Seguro que se interpreta mal, así que seré rudo al enunciarlo y luego daré las explicaciones que, tal vez, tampoco sirvan de mucho.

A veces, pongo la mano sobre el muslo de mi hija, o juego con los dedos de sus manos, o la abrazo, y siento que su cuerpo me pertenece. Su cuerpo es mío, es una posesión mía.

Porque ese cuerpo yo lo alimento, yo lo arropo, yo lo cuido, yo lo amo hasta la angustia. Porque mi hija tiene ese cuerpo porque yo se lo he dado.

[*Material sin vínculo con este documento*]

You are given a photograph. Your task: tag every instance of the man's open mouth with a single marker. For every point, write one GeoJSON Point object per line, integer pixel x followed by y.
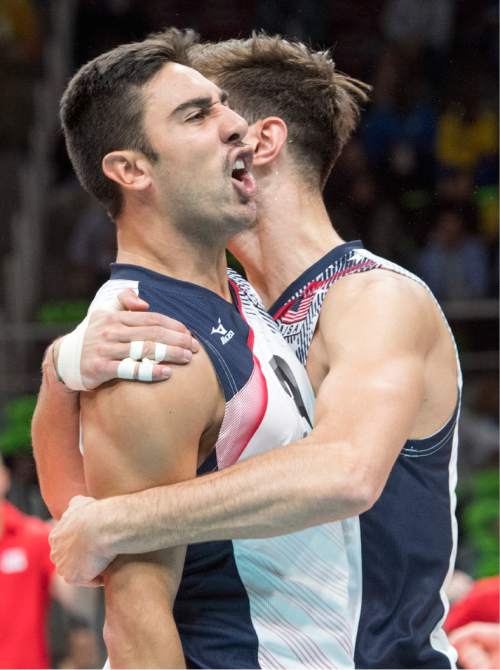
{"type": "Point", "coordinates": [241, 176]}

Mi mujer y yo se lo estamos proporcionando, y su salud, y su bienestar. Incluso su alma es nuestra; porque le estamos poniendo cuidadosamente el mimbre con el que ella hará por tejerla. Ella recibe un regalo, ella es un regalo que le entregamos a ella misma. Y que disfrutará cuando pueda, cuando le llegue el momento. Pero ahora ese cuerpo que mi hija vive en su conciencia naciente y ampliada con cada minuto es también, al mismo tiempo, un objeto nuestro.

Adorable, mágica, corpórea concreción ganada. Objeto de nuestra mayor alegría. Gloria.